A settembre  – è scritto ancora – «vengono definitivamente fermati i forni 3 e 4 con la macinazione a via umida e l’impianto omo miscela. Il 31 agosto 1987 viene avviato il nuovo forno a via secca progettato da Italcementi ed entra in funzione la sala centralizzata di comando e di controllo del ciclo produttivo, ad esclusione della macinazione del cotto. L’anno successivo la cementeria di Vibo Valentia realizza il primo esercizio completo della nuova linea di cottura con produzione di 480.000 t di clinker e con risultati ambientali molto validi».

L’ultima proposta: trasformare il sito in un Parco polivalente

Il progetto del Parco polivalente

Un’ultima proposta, ma solo in ordine di tempo, di riconversione è stata avanzata lo scorso anno (luglio 2021) nel corso di una conferenza stampa che ha visto presenti Giuseppe Leonetti, presidente del comitato Eiponieon Venus, Giuseppe Incarnato, presidente della Igi Investimenti Group, e Alfonso Grillo, presidente Eiponieon Project Center. L’idea era quella di trasformare l’area dell’ex Italcementi in una grande Parco polivalente, nel cosiddetto “Parco Eiponieon”. I tempi di realizzazione del progetto erano stati stimati dai 36 ai 48 mesi. L’investimento finanziario prevedeva oltre 200 milioni di euro.
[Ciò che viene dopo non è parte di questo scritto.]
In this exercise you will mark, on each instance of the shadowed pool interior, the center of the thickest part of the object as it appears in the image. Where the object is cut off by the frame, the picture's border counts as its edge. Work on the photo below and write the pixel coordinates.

La struttura, una volta terminata, sarebbe dovuta rimanere aperta dodici mesi l’anno. Duplice era lo scopo del progetto: rilanciare il turismo e fare crescere l’occupazione in una terra particolarmente depressa. Elementi che, secondo gli ideatori del progetto, se messi insieme avrebbero potuto creare un forte indotto economico che naturalmente avrebbe investito sia l’area interessata dal progetto, ma anche il resto del territorio provinciale.
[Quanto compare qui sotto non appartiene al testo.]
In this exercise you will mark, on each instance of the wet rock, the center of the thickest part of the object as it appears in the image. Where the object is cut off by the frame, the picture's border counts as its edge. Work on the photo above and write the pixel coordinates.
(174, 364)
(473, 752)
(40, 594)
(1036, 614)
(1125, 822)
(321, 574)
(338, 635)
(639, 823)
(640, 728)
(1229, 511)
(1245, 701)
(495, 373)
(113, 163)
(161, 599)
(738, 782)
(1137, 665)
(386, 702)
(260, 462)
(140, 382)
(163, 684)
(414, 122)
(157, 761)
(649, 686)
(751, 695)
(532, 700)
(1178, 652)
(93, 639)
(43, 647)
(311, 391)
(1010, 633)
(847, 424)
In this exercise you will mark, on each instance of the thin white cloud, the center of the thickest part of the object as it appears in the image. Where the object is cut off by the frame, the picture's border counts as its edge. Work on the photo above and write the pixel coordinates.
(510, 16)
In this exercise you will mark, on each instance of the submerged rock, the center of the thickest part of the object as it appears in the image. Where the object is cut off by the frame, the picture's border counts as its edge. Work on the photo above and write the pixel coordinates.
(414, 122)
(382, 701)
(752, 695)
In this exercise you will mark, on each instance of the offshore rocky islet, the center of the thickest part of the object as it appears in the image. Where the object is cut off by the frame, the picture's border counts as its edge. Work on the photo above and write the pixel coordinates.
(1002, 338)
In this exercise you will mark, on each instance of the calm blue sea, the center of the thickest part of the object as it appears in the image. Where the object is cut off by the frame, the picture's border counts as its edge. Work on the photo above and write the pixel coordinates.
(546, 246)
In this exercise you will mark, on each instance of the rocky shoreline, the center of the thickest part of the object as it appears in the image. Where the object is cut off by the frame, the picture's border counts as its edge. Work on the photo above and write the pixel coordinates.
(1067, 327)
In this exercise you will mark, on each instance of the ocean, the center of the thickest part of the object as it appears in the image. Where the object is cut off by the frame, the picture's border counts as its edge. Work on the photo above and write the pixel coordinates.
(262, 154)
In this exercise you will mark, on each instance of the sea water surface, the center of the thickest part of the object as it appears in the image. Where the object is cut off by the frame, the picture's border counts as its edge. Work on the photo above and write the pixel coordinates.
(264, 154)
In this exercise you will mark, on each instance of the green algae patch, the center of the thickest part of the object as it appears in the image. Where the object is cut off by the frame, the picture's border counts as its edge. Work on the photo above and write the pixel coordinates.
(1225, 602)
Il deciso stop da parte del gruppo Italcementi di Bergamo

Ma a tutto ciò rispose in maniera decisa e secca la proprietà: «Italcementi – scrisse infatti all’epoca l’azienda – intende sottolineare la propria estraneità rispetto a nuove iniziative di utilizzo del sito di Vibo MarinaL’asset industriale è in vendita, ma le interlocuzioni per una sua cessione non hanno finora prodotto niente di tangibile. I progetti presentati sono quindi stati predisposti senza un preventivo confronto con la proprietà del sito. In aggiunta, l’azienda rileva, suo malgrado, il continuo utilizzo improprio del nome della società e di quello di taluni suoi manager e ribadisce che in assenza di sue comunicazioni ufficiali, in nessun modo si può presumere un accordo rispetto a progetti sull’area». Da allora in poi del Parco polivalente non si seppe più nulla.

Anche se Alfonso Grillo, a seguito della precisazione della Italcementi all’epoca non ha mancato di puntualizzare che «quanto affermato dalla società di Bergamo, e cioè che quest’ultima sia estranea a qualsiasi iniziativa dell’utilizzo del sito di Vibo Marinaè vero, né poteva essere diversamente, in quanto l’idea progettuale proposta è di esclusiva proprietà della società Eiponieon Projet Center srl. Così come è vero che le interlocuzioni in essere, tra l’altro confermate dalla stessa Italcementi, non hanno per il momento prodotto nulla di tangibile poiché, essendo il sito in vendita, anche questo confermato nella stessa nota, siamo in attesa di conoscere quali siano gli ulteriori e successivi passi da formalizzare per giungere alla chiusura delle trattative, avendo noi manifestato con atti ufficiali la volontà di acquistare e avendo richiesto la documentazione in merito».